Notwithstanding the success with firearms at Jam, Tahmasp still lacked the confidence to engage their archrivals the Ottomans, choosing instead to cede territory, often using scorched earth tactics in the process. The goal of the Ottomans in the 1534 and 1548–1549 campaigns, during the 1532–1555 Ottoman–Safavid War, was to install Tahmasp's brothers (Sam Mirza and Alqas Mirza, respectively) as shah in order to make Iran a vassal state. Although in those campaigns (and in 1554) the Ottomans captured Tabriz, they lacked a communications line sufficient to occupy it for long. Nevertheless, given the insecurity in Iraq and its northwest territory, Tahmasp moved his court from Tabriz to Qazvin.

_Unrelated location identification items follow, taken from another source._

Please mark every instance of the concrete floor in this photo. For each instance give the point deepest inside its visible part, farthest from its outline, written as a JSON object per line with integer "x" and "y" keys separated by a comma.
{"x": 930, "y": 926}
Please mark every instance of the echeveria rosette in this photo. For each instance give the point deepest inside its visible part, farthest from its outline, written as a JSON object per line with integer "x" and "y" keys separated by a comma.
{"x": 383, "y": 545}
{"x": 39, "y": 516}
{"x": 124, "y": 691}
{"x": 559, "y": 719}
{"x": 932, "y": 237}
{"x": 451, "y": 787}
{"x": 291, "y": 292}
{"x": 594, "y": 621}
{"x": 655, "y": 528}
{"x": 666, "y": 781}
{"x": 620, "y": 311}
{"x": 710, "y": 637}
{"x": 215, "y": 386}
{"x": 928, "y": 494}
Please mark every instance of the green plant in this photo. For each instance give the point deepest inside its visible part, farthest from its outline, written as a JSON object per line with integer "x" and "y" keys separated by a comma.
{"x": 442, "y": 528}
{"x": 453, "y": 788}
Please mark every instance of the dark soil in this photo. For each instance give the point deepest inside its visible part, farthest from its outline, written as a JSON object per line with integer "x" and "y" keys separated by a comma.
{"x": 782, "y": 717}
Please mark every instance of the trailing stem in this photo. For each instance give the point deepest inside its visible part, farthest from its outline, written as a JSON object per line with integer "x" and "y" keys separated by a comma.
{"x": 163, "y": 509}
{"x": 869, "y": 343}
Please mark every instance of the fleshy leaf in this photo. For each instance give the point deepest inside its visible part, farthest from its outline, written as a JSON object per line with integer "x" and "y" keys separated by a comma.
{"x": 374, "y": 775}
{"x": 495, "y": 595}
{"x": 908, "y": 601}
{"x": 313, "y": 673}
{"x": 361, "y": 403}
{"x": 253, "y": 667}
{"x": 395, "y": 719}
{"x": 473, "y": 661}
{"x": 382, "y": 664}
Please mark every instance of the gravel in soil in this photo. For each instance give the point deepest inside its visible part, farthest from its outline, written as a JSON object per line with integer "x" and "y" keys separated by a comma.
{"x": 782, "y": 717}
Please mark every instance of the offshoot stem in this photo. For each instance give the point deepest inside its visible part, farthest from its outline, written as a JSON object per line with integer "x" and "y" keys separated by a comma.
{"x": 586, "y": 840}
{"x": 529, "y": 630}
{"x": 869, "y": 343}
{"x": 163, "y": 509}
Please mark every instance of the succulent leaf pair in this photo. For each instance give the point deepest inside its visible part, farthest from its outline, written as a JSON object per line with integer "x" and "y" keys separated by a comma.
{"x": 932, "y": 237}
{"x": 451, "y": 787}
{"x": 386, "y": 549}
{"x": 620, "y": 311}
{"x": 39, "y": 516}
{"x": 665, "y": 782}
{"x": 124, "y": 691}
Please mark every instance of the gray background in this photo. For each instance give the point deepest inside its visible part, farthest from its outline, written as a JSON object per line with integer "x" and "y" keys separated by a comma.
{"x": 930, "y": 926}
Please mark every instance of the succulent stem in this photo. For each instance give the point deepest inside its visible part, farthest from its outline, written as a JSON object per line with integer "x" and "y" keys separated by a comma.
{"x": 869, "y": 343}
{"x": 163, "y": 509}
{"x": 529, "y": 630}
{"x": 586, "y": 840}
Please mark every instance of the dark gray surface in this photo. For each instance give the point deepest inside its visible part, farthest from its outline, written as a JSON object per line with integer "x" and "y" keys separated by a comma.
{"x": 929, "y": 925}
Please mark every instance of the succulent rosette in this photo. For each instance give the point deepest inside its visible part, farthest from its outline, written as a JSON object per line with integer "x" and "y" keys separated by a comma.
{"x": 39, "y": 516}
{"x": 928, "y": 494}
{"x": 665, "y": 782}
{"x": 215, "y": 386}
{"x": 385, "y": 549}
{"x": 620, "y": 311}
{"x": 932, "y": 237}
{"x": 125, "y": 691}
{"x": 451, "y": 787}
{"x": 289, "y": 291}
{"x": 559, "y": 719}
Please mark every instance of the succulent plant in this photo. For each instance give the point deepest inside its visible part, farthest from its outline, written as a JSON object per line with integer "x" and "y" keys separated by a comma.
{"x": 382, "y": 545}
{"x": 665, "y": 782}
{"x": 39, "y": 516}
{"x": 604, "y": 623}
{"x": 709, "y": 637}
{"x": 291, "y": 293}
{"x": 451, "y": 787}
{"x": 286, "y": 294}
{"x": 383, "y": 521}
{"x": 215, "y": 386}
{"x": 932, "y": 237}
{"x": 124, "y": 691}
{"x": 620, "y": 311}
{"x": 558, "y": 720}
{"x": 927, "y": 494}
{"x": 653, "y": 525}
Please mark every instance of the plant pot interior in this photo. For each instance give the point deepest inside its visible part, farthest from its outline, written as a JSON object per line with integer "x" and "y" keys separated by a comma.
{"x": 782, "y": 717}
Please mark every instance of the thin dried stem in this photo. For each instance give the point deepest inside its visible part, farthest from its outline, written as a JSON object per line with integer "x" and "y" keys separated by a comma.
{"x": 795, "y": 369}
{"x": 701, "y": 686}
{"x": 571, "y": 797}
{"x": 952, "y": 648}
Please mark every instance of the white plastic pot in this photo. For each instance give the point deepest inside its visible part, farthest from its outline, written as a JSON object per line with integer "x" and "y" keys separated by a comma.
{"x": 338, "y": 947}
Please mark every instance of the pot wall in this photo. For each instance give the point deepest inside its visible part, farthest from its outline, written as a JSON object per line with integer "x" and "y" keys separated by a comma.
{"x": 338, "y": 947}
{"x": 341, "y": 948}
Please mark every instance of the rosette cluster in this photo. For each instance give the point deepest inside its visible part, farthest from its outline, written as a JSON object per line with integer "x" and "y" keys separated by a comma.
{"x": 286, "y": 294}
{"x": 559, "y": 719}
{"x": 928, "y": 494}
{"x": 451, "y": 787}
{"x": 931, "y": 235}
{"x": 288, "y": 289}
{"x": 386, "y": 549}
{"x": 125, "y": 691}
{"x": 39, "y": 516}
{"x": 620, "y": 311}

In the gravest crisis of Tahmasp's reign, Ottoman forces in 1553–54 captured Yerevan, Karabakh and Nakhjavan, destroyed palaces, villas and gardens, and threatened Ardabil. During these operations an agent of the Samlu (now supporting Sam Mizra's pretensions) attempted to poison the shah. Tahmasp resolved to end hostilities and sent his ambassador to Soleyman's winter quarters in Erzurum in September 1554 to sue for peace. Temporary terms were followed by the Peace of Amasya in June 1555, ending the war with the Ottomans for the next two decades. The treaty was the first formal diplomatic recognition of the Safavid Empire by the Ottomans. Under the Peace, the Ottomans agreed to restore Yerevan, Karabakh and Nakhjavan to the Safavids and in turn would retain Mesopotamia (Iraq) and eastern Anatolia. Soleyman agreed to permit Safavid Shia pilgrims to make pilgrimages to Mecca and Medina as well as tombs of imams in Iraq and Arabia on condition that the shah would abolish the taburru, the cursing of the first three Rashidun caliphs. It was a heavy price in terms of territory and prestige lost, but it allowed the empire to last, something that seemed improbable during the first years of Tahmasp's reign.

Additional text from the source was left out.